Maus est un comic-book autobiographique dans lequel Art Spiegelman interroge son père sur son expérience (et celle de sa mère qui se suicidera 20 ans après les camps) en tant que polonais juif pendant la seconde guerre mondiale. Autant vous dire tout n’est pas rose (d’ailleurs, le trait gras et N&B de Spiegelman semble dire que jamais il n’a fait beau pendant 6 ans) et qu’il est vraiment surprenant que quelqu’un puisse survivre à tout cela ...
Maus prend aux tripes et touchera le plus endurci des lecteurs grâce à sa narration impeccable (la métaphore du chat et de la souris étant particulièrement simple à comprendre) et son découpage choc.
Art Spiegelman utilise la métaphore animale pour représenter les personnages et même si certains clichés surviennent (le français en grenouille notamment), elle adoucit parfois et renforce souvent les images de terreur que contiennent Maus et permettent à Spiegelman une certaine distance que ne lui aurait pas permis un dessin photo-réaliste et qu’on lui aurait, de toutes façons, reproché.

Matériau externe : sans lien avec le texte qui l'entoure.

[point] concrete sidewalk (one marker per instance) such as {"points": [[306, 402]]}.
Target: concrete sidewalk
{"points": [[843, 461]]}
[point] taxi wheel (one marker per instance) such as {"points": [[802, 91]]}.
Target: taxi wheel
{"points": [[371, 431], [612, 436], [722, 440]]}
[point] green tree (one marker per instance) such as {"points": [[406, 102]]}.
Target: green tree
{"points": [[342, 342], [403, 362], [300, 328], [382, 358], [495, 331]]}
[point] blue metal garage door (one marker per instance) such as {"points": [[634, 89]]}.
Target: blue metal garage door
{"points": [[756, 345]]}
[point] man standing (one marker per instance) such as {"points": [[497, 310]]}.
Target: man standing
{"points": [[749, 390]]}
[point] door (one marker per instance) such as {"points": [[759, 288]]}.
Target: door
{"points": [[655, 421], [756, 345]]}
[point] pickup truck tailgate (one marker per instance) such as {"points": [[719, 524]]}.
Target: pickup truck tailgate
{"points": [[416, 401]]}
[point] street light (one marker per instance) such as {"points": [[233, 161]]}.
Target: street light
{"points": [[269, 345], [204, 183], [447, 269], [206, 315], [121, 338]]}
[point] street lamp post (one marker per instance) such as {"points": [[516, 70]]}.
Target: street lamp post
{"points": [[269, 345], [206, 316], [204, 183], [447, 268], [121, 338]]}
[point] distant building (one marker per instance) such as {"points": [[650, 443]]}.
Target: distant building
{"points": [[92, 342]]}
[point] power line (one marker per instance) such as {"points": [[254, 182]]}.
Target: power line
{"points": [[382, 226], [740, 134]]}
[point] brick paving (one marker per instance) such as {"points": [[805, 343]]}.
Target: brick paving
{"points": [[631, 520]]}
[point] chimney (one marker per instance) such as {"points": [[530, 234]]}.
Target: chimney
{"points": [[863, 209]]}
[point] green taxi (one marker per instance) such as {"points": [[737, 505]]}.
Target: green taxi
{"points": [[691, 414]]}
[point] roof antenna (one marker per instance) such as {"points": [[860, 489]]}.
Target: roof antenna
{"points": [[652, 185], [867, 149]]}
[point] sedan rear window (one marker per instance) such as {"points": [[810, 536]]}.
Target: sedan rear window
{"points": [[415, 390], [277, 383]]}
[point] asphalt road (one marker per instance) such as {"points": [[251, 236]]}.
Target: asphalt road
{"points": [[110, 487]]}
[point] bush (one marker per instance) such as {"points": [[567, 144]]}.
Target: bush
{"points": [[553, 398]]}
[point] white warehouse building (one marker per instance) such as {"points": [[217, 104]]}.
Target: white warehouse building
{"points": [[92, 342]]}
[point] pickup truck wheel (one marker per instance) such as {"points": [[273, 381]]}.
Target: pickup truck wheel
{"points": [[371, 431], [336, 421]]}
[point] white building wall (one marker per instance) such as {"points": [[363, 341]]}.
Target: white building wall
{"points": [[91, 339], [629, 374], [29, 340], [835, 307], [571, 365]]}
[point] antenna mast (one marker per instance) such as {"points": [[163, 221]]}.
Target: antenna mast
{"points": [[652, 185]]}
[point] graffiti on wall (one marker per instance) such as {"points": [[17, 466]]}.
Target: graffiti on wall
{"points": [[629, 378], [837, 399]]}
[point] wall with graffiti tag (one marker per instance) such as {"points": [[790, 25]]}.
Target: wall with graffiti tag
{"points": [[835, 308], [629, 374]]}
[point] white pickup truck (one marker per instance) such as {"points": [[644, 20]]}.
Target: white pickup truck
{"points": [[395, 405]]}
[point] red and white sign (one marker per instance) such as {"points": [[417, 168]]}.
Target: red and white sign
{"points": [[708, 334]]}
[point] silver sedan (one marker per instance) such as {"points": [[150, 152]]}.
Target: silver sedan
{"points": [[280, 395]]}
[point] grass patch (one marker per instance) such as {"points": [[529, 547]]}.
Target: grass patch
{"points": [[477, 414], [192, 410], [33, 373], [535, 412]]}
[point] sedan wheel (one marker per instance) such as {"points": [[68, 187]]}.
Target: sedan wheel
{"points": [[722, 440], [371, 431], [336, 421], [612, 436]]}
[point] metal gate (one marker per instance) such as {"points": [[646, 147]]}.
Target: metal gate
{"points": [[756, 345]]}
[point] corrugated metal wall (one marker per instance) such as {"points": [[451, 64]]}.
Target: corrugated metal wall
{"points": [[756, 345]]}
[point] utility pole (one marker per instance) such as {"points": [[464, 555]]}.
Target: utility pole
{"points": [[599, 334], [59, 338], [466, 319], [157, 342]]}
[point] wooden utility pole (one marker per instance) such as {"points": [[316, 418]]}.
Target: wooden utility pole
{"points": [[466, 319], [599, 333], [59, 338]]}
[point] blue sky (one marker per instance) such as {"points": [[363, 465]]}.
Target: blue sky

En parallèle à ce témoignage bouleversant, Spiegelman raconte sa façon à lui de vivre cet épisode douloureux de l’histoire, car toute son éducation, ses rapports avec ses parents et la concurrence d’un frère mort en 1942, prend racine dans les camps d’Auschwitz et la souffrance que ses parents ont endurée ...
Maus est donc aussi une réflexion sur le moyen d’exprimer tout cela à sa façon : la bande dessinée, média dont Spiegelman même doutait de l’efficacité au moment de la création de Maus.

Ce qu’il y a aussi de très bon dans Maus, c’est la franchise qui en émane : si les juifs sont présentés comme des pauvres souris persécutées et les allemands comme les chats dictateurs, Spiegelman n’oublie pas d’évoquer que son père est parfois un sacré connard (raciste, même) ce qui rajoute en authenticité et en relativité à sa bande dessinée.

En refusant que l’on voit Maus comme une leçon de morale ’pour ne pas oublier’ ou comme une thérapie personnelle, Spiegelman fait de son œuvre quelque chose d’universel, un récit qui incite à une certaine réflexion.

Bref, Maus coûte un peu cher et n’est pas une lecture facile mais reste un monument incontournable du monde du comic-book et tout le monde devrait au moins le lire une fois sinon l’acheter. Incontournable.